First off I cut out the Diane Carney number plates with a no 6 blade in my piercing saw and filed them to final size. Not knowing for certain whether the actual plates had a rim around the beading or whether the beading was in fact the edge of the plate I left two of them with a rim and asked Brian which he preferred.
Then I soldered the boiler to the formers and fitted it to the body. The bottom edge of the boiler section that fits between the tanks has three tabs either side which fit into corresponding slots on a fold out on the inner tank sides. What a fiddle it was to get all six in the slots together. I hadn’t slept well on Saturday night and in the end, I had a snooze before my brain was clear enough to get them all in place.
This morning I added the semicircle of spare etch attached with a couple of small bridging pieces made from scrap etch.
I had already rolled the boiler but hadn’t soldered the seam so that was done next and then I realised that the two slits which allow for the curve out of the smokebox base the fit the smokebox saddle hadn’t quite etched right through. A simple task to cut down it with the piercing saw once the seam was soldered. But equally had I noticed it before rolling the boiler I could have done it in the flat with a blade.
There are some tabs on the ends of the inner frame at the firebox end but I can’t see any corresponding slots in the cab front, so I think I will have to cut those off to get it to sit in place correctly.

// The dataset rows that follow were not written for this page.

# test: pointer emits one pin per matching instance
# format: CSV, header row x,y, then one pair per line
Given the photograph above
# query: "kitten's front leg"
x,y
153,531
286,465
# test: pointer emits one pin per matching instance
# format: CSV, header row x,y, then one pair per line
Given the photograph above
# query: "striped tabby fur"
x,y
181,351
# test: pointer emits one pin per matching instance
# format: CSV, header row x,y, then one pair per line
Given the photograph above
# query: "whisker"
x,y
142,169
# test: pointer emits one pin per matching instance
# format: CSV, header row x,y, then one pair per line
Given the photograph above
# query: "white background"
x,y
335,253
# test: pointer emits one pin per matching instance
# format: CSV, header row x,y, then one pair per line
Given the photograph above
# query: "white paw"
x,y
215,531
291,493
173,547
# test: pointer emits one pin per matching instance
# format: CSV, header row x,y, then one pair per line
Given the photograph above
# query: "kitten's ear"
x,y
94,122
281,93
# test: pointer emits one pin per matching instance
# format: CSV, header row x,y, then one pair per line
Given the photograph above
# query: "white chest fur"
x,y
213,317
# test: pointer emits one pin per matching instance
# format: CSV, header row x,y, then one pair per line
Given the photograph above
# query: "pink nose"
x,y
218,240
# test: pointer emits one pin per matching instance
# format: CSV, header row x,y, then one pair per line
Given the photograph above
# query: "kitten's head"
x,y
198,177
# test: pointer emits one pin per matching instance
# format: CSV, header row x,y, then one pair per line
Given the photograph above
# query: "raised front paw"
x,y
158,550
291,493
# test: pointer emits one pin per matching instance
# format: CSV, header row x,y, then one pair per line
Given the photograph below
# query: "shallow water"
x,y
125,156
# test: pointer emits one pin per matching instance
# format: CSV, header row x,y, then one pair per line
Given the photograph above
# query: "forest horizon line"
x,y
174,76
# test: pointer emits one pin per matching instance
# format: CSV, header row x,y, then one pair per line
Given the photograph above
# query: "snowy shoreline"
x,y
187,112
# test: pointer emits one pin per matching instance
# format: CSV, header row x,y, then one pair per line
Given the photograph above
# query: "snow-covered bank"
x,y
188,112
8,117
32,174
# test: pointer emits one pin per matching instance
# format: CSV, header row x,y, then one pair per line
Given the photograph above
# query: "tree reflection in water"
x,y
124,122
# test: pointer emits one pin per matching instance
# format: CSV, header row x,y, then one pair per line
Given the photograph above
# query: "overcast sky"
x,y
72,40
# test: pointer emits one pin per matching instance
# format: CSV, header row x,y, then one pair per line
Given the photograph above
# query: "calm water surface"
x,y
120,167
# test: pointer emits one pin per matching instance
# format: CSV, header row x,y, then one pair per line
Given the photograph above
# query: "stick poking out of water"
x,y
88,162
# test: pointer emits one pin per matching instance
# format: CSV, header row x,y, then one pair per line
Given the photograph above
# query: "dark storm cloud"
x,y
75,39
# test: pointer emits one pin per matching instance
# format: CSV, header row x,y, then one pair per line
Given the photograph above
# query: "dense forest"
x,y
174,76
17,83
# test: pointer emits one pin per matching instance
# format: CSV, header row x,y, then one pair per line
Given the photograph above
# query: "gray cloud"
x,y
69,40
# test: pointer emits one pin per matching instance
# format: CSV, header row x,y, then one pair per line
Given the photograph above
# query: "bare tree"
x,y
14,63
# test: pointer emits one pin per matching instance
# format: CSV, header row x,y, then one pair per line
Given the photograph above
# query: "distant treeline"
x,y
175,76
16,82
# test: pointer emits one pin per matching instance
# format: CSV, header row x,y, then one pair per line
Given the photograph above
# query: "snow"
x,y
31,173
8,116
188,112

But that will be a task for next year when I resume.
Progress has been slow this weekend, but a mystery has been unravelled.
You may recall that when I started the footplate, I couldn’t find two out of four part 60’s? Well today I found them…

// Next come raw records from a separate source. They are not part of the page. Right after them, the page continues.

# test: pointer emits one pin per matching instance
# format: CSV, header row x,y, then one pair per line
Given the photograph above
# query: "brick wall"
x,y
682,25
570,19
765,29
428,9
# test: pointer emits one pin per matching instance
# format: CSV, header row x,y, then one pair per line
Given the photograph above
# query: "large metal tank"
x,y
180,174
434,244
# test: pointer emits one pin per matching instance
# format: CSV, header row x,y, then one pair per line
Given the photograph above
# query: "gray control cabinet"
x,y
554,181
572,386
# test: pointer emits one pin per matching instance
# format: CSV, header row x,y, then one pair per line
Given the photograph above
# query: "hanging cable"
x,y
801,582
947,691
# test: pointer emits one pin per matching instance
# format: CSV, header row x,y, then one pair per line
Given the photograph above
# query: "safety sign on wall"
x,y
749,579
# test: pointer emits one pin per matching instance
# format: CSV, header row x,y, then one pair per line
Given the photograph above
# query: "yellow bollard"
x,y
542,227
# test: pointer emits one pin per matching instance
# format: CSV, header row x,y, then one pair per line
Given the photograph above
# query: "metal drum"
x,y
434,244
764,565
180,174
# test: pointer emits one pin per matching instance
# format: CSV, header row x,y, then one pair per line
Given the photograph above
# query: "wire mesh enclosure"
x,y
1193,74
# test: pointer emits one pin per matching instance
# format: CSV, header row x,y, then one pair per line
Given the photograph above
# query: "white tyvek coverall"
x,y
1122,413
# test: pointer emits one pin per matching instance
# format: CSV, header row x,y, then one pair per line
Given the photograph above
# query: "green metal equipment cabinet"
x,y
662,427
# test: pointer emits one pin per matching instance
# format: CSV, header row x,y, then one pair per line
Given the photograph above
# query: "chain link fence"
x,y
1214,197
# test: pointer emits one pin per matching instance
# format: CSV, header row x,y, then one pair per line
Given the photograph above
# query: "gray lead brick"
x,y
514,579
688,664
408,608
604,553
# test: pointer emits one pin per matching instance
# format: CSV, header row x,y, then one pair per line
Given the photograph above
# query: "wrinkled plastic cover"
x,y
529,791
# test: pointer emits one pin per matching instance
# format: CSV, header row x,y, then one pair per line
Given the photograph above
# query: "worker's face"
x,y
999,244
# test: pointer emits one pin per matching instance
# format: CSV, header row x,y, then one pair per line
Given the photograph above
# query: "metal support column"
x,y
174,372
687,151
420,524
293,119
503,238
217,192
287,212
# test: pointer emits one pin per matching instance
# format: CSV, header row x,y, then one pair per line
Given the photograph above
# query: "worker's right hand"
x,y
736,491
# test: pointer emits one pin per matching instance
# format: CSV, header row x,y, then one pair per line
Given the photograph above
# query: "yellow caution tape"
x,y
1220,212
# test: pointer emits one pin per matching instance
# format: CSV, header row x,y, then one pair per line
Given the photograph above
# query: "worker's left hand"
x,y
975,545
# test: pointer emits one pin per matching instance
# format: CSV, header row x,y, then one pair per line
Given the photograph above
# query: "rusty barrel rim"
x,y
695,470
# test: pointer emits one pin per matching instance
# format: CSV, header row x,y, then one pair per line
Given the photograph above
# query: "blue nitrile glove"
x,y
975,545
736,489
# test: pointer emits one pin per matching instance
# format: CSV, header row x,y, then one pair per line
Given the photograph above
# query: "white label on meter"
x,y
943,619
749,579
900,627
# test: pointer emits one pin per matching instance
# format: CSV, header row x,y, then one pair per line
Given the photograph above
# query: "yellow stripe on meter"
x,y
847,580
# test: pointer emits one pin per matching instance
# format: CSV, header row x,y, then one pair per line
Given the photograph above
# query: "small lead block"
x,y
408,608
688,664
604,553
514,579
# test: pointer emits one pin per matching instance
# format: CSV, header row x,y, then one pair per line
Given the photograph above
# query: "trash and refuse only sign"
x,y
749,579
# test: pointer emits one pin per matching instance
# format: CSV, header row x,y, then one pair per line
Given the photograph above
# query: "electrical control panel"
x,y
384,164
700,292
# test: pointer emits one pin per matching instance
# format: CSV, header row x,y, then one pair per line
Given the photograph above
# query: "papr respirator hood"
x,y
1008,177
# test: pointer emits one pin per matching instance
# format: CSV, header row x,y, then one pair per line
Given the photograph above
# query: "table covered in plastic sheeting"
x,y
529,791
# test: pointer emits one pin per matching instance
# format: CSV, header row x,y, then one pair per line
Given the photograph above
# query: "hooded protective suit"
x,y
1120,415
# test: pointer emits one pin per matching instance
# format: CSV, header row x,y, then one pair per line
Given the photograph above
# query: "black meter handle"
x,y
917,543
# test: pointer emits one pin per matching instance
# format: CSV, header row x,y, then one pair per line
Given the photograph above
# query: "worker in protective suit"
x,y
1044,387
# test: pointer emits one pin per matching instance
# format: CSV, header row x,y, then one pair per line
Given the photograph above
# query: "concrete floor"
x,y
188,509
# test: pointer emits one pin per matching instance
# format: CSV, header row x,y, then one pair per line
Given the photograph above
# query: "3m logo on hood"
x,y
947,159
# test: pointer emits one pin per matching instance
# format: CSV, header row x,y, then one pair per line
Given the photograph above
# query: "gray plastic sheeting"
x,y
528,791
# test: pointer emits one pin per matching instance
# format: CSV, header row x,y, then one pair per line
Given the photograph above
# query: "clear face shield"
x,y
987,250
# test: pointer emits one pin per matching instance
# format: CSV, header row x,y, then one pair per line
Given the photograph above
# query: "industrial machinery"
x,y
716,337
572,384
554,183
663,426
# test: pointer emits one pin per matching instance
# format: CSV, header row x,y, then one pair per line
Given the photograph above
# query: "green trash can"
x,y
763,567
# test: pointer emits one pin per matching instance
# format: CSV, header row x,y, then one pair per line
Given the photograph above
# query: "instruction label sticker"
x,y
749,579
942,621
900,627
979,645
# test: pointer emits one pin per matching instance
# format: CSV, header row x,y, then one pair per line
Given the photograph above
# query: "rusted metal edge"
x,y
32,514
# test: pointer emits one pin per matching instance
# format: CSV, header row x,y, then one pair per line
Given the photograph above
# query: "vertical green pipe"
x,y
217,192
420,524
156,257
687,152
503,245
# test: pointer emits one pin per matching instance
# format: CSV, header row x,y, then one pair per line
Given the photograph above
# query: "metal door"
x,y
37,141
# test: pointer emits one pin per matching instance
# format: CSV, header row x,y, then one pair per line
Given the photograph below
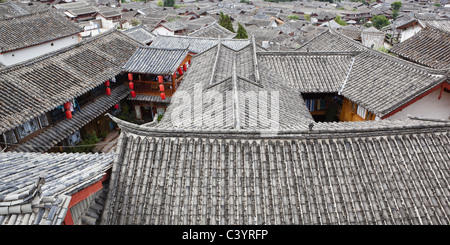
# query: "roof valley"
x,y
237,122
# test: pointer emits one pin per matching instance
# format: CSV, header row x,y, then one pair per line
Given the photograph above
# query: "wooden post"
x,y
174,78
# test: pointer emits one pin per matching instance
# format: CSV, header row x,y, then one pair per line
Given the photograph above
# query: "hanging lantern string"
x,y
67,146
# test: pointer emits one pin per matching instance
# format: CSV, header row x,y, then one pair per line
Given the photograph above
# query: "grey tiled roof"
x,y
149,98
32,29
10,9
149,60
63,129
357,176
35,188
222,72
310,72
196,44
31,88
174,25
441,24
393,81
214,30
140,34
429,47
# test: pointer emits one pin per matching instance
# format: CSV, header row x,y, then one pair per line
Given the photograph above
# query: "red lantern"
x,y
68,114
67,105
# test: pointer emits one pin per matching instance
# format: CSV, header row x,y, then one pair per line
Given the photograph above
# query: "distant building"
x,y
27,36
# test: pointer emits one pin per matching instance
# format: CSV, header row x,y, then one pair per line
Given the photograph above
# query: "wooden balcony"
x,y
152,87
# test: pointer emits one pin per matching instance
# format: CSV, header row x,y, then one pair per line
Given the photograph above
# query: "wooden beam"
x,y
68,219
413,100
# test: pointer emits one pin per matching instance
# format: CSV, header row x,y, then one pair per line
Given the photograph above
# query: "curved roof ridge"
x,y
314,129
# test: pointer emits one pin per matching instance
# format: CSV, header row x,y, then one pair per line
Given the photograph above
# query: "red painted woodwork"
x,y
445,85
412,101
68,114
68,219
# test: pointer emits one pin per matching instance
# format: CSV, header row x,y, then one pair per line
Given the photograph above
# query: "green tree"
x,y
241,32
396,5
225,21
379,21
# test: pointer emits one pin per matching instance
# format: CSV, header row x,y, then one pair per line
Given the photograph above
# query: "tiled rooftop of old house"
x,y
32,29
33,87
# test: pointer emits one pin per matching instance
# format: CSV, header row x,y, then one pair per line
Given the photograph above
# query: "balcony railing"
x,y
152,87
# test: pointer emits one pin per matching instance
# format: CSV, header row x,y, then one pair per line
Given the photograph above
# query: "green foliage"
x,y
225,21
307,17
85,145
379,21
241,32
169,3
396,5
340,21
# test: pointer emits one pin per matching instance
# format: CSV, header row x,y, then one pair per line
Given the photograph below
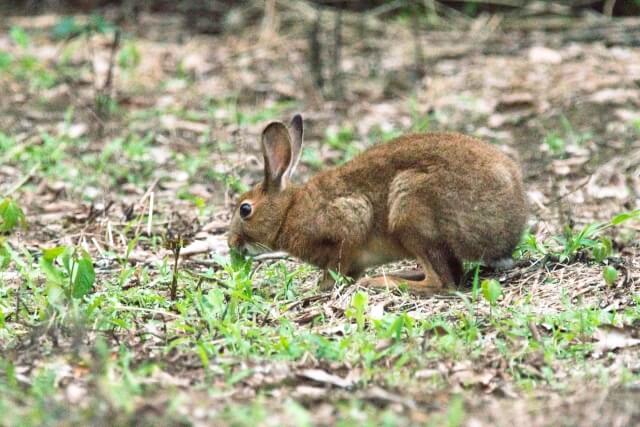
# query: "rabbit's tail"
x,y
501,264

I started yesterday’s session by rolling the boiler and it mentions using part 52 to ensure that it’s round.
This is the drawing of part 52
I found it amongst the remaining bits of etch and tried it in the boiler all was well.
Then I started to assemble the inner support frame for the boiler using the diagram below and photos of my previous build.
In my previous build I hadn’t used part 52… so I started questioning why not.
Although I obviously hadn’t worked it out before due to lack of experience it quickly became apparent that there was something wrong with part 52.
The photo above shows both sides of part 52 as etched. Although it’s one piece when you check against the drawing snip above it should in fact be three parts, 52 and 2 x part 60 (the missing parts). It looks like when he drew the artwork Garth Patrick got these bits on the wrong layers and the bit’s that should have been etched though have been half etched on one side and the outer ring which should have been full thickness has been half etched on the back making the part completely useless. I contemplated cutting the ring out with the piercing saw but I obviously managed without it on my build so could on this. As it happens in my spare etch box I found a semi circle the correct diameter which I will attach with a couple of bits of scrap to support the firebox end of the boiler tube.
Photos to follow once I have done it.